Er was vooral 1 ding zeer irritant. Ik probeerde ‘t voor mezelf een hele tijd te ontkennen. Alsof ‘t niet bestond, of dat ‘t me eigenlijk niets deed. Maar ‘t was er wel degelijk. ‘t Liet duidelijk van zich horen.
Ik weet eerlijk gezegd niet hoe anderen ‘t ervaren hebben, ik heb er voor de rest m’n mond over gehouden (‘t zou wel weer iets van mij zijn, dacht ik), maar bij mij ging ‘t door merg & been.
Ik heb ‘t ook meermaals proberen weg te drukken. Niet alleen mentaal. Ook daadwerkelijk door de deur toe te duwen. Maar de drenger, een zeer eigenwijs exemplaar, die blijkbaar achterstevoren was gemonteerd, dwong ‘m weer open te springen & van voren af aan te beginnen. Tergend langzaam viel-ie vervolgens dicht, met blijkbaar bijbehorend gekerm.

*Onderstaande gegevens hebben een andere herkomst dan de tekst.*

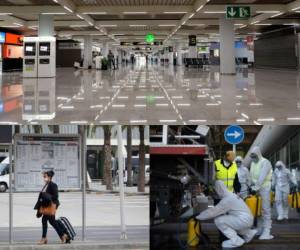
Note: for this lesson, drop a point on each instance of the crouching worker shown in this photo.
(232, 217)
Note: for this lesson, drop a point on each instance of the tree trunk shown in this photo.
(107, 158)
(129, 156)
(141, 182)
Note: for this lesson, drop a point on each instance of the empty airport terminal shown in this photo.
(160, 61)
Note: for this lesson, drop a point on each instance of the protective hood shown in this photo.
(280, 163)
(256, 150)
(221, 189)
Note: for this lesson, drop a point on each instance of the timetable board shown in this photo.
(35, 154)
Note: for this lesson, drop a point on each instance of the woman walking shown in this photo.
(50, 193)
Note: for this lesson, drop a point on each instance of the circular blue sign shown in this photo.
(234, 134)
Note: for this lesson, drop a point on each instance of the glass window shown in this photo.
(294, 149)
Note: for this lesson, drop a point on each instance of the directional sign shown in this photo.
(238, 12)
(234, 134)
(150, 38)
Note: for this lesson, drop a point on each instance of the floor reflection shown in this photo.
(152, 94)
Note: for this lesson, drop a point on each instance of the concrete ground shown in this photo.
(155, 94)
(102, 209)
(102, 221)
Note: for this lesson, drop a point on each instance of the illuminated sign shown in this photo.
(2, 37)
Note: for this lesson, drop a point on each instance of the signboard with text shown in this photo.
(35, 154)
(238, 12)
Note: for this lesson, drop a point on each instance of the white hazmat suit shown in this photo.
(261, 176)
(232, 217)
(281, 179)
(244, 177)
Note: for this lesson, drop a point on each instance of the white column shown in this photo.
(179, 54)
(104, 50)
(193, 52)
(88, 51)
(171, 57)
(46, 25)
(227, 59)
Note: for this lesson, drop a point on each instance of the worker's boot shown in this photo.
(233, 243)
(250, 235)
(43, 241)
(266, 235)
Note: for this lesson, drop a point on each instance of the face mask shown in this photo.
(254, 158)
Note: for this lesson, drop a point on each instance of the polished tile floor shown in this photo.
(152, 94)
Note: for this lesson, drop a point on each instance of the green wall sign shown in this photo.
(238, 12)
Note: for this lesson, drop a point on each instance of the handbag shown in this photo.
(49, 210)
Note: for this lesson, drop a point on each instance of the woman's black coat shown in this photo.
(50, 194)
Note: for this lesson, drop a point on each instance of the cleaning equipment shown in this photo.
(193, 232)
(294, 200)
(272, 197)
(195, 236)
(254, 204)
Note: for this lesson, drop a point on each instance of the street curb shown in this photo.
(116, 192)
(79, 246)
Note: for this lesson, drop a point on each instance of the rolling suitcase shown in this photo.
(68, 229)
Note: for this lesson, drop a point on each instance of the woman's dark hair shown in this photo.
(49, 173)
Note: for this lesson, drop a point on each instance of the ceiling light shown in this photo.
(78, 25)
(68, 9)
(95, 13)
(201, 6)
(267, 11)
(9, 26)
(53, 13)
(278, 14)
(137, 25)
(191, 15)
(296, 8)
(109, 25)
(167, 25)
(175, 12)
(134, 12)
(18, 24)
(263, 24)
(214, 12)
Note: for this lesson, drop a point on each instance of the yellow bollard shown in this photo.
(193, 232)
(251, 202)
(294, 200)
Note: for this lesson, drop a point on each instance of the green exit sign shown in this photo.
(238, 12)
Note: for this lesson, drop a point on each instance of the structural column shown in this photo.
(179, 54)
(104, 50)
(88, 51)
(227, 58)
(46, 25)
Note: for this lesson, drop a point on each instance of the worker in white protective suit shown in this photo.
(232, 217)
(261, 176)
(281, 180)
(244, 177)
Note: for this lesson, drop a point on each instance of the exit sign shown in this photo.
(238, 12)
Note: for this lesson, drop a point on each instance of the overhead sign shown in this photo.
(35, 154)
(192, 40)
(149, 38)
(234, 134)
(2, 37)
(238, 12)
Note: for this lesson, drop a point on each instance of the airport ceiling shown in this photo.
(130, 20)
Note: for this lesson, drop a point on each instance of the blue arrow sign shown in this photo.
(234, 134)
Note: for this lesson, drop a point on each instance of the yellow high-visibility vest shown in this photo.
(226, 175)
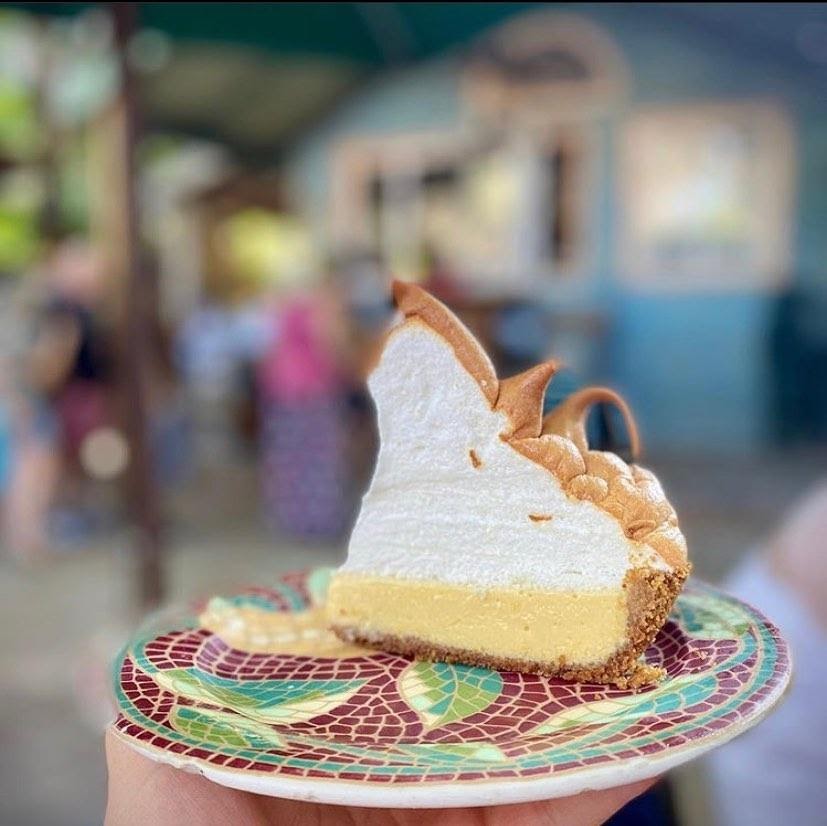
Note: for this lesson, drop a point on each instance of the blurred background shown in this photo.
(201, 210)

We maakten vroeger zelf een soortgelijk geluid. In ‘t kader van een sterfscene. Cowboytje of riddertje, vaak ook tijdens oorlogje. Kwestie van hoofd ietsjes achterover, de keel kwam dan goed open te staan, mond wijd, & dan langzaam ‘aaaaaaaaaaaaaaaaa’ eruit tevoorschijn laten komen. Zoals je ‘t bij de huisarts altijd moest doen, maar dan langzamer & met horten. Kleine luchtstootjes gevuld met ‘a’.
‘t Mooiste beeld schiep je, ‘t had een bepaalde uitstraling van echt, als je daarbij ½ uit bed lag. Benen hingen er nog net in, hoofd op de grond, ogen dicht, armen wijd uitgeslagen. Alsof je net neergeschoten was.

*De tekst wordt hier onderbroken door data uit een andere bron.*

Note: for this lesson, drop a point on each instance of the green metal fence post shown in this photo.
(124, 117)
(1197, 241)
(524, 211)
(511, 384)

‘A-a-a-a-a-a-a-a-a-a-a-a-a-a.’
We konden er uren mee bezig zijn. Soms lagen we met z’n 3-en dood te zijn.
Totdat 1 van m’n ouders binnenkwam. Dan sprongen we snel op.
Of we hielden ‘t niet meer van de slappe lach.
Bij een deur, een toiletdeur, is ‘t een uitermate irritant geluid. ‘t Was meer dan slechts ruis, een behang van op de achtergrond plaatsvindend geluid, zoals muzak in een warenhuis, een aanwezigheid van een objekt dat toevallige beweegt. Zeker als je er vlak naast staat, vlak daarvoor nog in de veronderstelling verkerend dat je zou gaan genieten van ‘t geluid van ‘t leeglopen van je blaas.
Om er sneller van af te zijn poogde ik sneller te plassen. Voordeel was dat ik daardoor de weg naar beneden, ‘t toilet was boven de hoofden van de café-bezoekers gesitueerd, eerder kon ondernemen, met 2 tredes tegelijk repte ik me naar de bijeenkomst, maar door de onrust die de haast veroorzaakte, kon ik, beneden gekomen, weer op m’n plekje gezeten, ogenschijnlijk rustig genietend van de verder vorderende conversatie, m’n gedachten niet afhouden van de deur die ondertussen weer bezig was langzaam dicht te gaan. Met alles wat daar bij hoorde.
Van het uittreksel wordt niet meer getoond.